The story refuses to die. Nearly a year later, it thrives in the Alberta media and has been revived globally following the recent revelation that Syncrude, the energy-giant responsible for the tailings pond, got the death toll wrong. Apparently, most of the flock sunk in the toxic sludge and surfaced in the weeks that followed the tragedy. The new count: 1,606 dead ducks.
Some commentary, notably that of Don Braid of the Calgary Herald and, to a much lesser extent, Margaret Wente, in today’s edition of the Globe and Mail, objects to the notion that a flock of dead ducks warrant such negative media attention. They both claim that the amount of dead ducks is insignificant relative to the tens of thousand of birds that strike wind turbine blades each year or the millions that perish following collisions with high rise buildings in Toronto.
This is unpersuasive reasoning, that because a larger quantity of a species is perishing from other means, the media’s attention on the dead ducks’ story and the resulting public outcry are somehow disproportionate and unfair. The distinction in this instance is that the ducks’ death could have been easily prevented. What was required was an attentiveness to the risks posed by climate change and changing bird migratory patterns and a curiosity to assume that protocols that may have worked well in the past will fail.

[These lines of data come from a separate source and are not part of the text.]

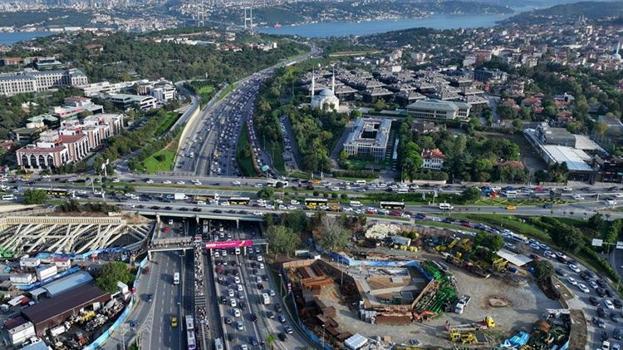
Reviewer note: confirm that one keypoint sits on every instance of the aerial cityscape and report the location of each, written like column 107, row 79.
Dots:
column 311, row 174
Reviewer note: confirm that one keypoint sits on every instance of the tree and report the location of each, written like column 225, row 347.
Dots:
column 35, row 196
column 111, row 273
column 266, row 193
column 333, row 235
column 543, row 270
column 282, row 239
column 470, row 194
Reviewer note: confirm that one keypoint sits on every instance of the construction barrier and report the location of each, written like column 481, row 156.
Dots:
column 99, row 342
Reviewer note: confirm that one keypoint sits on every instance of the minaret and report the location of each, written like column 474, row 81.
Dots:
column 313, row 82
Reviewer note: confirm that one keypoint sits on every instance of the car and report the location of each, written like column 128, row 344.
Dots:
column 561, row 273
column 583, row 288
column 574, row 268
column 601, row 312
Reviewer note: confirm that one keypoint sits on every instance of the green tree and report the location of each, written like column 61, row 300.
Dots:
column 35, row 196
column 266, row 193
column 334, row 236
column 111, row 273
column 282, row 239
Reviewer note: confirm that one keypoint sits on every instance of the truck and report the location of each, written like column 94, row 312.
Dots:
column 180, row 197
column 462, row 304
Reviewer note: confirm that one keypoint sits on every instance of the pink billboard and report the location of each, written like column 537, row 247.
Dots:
column 229, row 244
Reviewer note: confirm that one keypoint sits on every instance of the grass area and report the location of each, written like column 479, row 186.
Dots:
column 243, row 154
column 167, row 123
column 205, row 92
column 275, row 150
column 227, row 91
column 163, row 160
column 353, row 53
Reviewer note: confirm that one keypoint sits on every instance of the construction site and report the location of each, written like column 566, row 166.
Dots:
column 433, row 293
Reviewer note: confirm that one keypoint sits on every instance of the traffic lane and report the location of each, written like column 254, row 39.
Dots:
column 165, row 307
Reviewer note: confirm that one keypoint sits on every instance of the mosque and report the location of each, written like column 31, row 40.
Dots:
column 326, row 99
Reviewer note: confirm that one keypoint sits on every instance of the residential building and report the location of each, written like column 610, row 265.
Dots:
column 438, row 109
column 432, row 159
column 369, row 138
column 31, row 80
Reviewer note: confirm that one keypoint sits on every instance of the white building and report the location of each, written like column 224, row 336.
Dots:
column 369, row 137
column 438, row 109
column 31, row 80
column 326, row 99
column 432, row 159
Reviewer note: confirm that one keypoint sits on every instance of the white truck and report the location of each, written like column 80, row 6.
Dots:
column 462, row 304
column 180, row 197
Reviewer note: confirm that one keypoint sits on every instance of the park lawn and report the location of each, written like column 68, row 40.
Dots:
column 166, row 123
column 152, row 165
column 244, row 163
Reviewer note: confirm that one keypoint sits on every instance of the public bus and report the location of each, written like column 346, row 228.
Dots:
column 190, row 338
column 190, row 323
column 218, row 344
column 445, row 206
column 60, row 192
column 392, row 205
column 314, row 203
column 239, row 200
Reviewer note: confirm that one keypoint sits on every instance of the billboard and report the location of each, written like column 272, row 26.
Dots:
column 229, row 244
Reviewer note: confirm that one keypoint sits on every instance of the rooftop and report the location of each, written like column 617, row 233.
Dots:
column 56, row 306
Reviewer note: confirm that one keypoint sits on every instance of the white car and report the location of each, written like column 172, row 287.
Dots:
column 574, row 268
column 583, row 288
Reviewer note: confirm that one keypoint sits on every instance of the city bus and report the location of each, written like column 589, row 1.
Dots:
column 392, row 205
column 190, row 323
column 239, row 200
column 218, row 344
column 190, row 338
column 314, row 203
column 60, row 192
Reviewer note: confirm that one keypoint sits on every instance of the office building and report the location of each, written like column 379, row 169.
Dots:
column 438, row 109
column 368, row 138
column 31, row 80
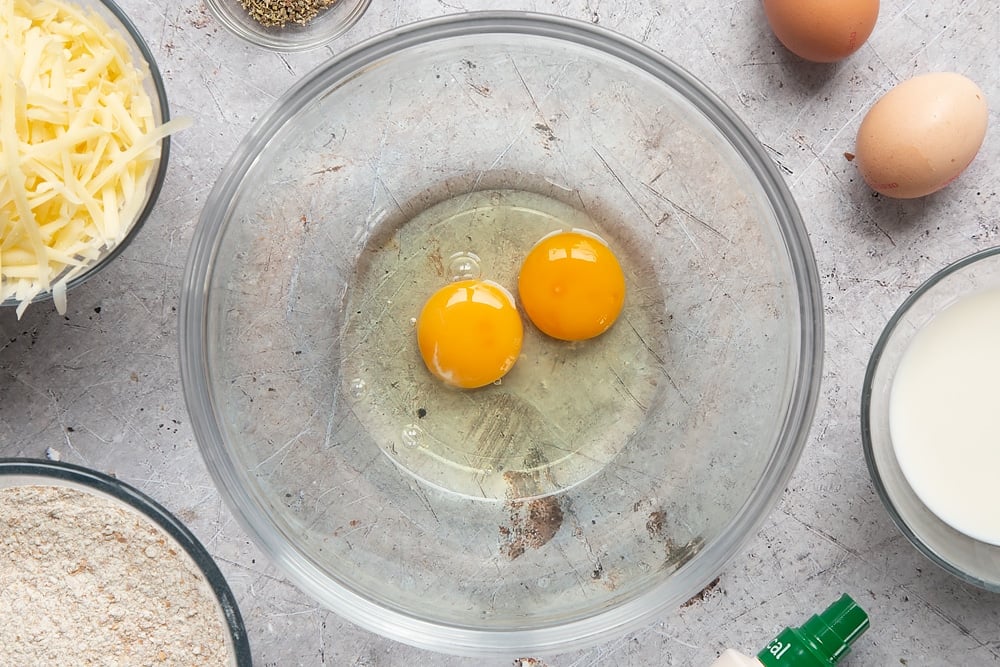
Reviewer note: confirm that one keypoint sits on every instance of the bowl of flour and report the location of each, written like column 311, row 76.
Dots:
column 92, row 571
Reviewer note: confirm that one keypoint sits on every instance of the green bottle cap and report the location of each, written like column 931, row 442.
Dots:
column 821, row 641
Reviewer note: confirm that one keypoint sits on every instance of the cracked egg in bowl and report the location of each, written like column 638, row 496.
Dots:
column 501, row 334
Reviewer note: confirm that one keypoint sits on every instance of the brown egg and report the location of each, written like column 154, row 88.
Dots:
column 921, row 135
column 823, row 31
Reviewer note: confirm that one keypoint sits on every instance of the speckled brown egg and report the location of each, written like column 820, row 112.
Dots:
column 822, row 31
column 921, row 135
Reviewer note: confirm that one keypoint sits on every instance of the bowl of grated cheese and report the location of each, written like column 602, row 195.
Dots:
column 84, row 141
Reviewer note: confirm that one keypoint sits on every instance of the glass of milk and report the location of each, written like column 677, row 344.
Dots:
column 930, row 418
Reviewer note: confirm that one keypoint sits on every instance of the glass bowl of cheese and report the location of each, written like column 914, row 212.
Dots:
column 84, row 141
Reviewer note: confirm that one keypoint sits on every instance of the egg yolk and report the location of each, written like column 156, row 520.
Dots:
column 571, row 286
column 469, row 333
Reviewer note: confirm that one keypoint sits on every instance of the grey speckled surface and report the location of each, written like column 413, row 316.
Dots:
column 102, row 387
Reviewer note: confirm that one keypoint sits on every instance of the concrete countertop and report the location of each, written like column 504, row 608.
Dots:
column 101, row 385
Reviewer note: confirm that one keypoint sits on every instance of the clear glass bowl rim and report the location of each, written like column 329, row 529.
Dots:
column 55, row 471
column 470, row 641
column 161, row 169
column 866, row 431
column 300, row 42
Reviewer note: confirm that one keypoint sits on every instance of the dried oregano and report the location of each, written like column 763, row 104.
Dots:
column 276, row 13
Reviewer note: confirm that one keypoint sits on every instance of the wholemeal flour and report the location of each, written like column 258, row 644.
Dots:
column 85, row 580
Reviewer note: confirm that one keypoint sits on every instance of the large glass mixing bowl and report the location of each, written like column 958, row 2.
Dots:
column 600, row 482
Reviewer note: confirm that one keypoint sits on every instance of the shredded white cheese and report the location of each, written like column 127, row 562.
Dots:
column 78, row 145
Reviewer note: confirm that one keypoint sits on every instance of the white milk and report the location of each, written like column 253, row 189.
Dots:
column 944, row 415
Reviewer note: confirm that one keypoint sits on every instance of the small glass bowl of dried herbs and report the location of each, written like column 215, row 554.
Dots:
column 288, row 25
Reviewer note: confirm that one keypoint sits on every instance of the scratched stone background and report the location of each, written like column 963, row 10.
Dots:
column 101, row 385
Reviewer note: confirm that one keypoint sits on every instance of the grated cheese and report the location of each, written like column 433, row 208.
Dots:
column 78, row 145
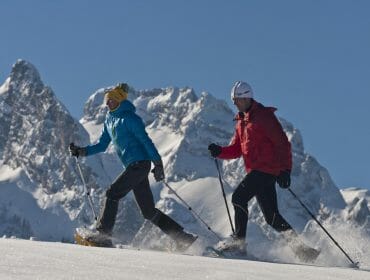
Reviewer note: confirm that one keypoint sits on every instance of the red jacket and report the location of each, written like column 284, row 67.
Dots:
column 260, row 139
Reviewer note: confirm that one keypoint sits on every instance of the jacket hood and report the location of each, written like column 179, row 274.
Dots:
column 125, row 106
column 254, row 107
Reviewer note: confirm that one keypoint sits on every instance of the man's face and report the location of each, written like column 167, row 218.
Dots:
column 242, row 103
column 112, row 104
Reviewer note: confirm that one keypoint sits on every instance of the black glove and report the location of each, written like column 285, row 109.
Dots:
column 214, row 149
column 76, row 151
column 283, row 179
column 158, row 171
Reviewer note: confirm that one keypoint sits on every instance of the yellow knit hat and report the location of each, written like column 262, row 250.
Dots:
column 118, row 93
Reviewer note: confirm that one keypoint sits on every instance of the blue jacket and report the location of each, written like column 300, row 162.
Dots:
column 127, row 131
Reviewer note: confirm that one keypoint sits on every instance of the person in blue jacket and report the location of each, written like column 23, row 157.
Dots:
column 126, row 130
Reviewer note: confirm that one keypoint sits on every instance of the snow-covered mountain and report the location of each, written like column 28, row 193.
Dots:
column 40, row 187
column 24, row 259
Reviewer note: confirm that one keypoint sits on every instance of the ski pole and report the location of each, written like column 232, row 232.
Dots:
column 317, row 221
column 85, row 189
column 223, row 193
column 191, row 210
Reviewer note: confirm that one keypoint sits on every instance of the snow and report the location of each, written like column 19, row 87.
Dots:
column 42, row 196
column 24, row 259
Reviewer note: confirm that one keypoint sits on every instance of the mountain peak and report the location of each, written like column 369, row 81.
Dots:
column 23, row 71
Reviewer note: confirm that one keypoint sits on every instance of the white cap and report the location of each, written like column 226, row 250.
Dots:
column 241, row 90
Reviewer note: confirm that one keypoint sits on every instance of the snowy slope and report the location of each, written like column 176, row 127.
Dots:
column 35, row 165
column 42, row 260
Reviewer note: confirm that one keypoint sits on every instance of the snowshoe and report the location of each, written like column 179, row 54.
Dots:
column 303, row 252
column 86, row 237
column 184, row 240
column 233, row 245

By its own admission, Syncrude’s system to prevent bird deaths on its tailings ponds was insufficient against unique weather patterns at the time of the incident and an early, significant arrival of waterfowl in the area. In response to the public outcry, Syncrude accepted its responsibility and adopted eight new measures to mitigate the risks of allowing wildlife mortality at its tailings ponds. These new measures, including a program to observe waterfowl migratory patterns to test and improve the company’s system going forward, are much more rigorous relative to what was in place.
It took nothing for Syncrude to adopt these new protocols, which rely on low-tech solutions (with exception to its adoption of radar) and a greater complement of people. For this energy giant, it’s not the number of dead ducks that is insignificant but rather the new cost of implementing a more rigorous system. This makes it all the more regrettable that Syncrude was complacent about its previous system and warrants the media spotlight.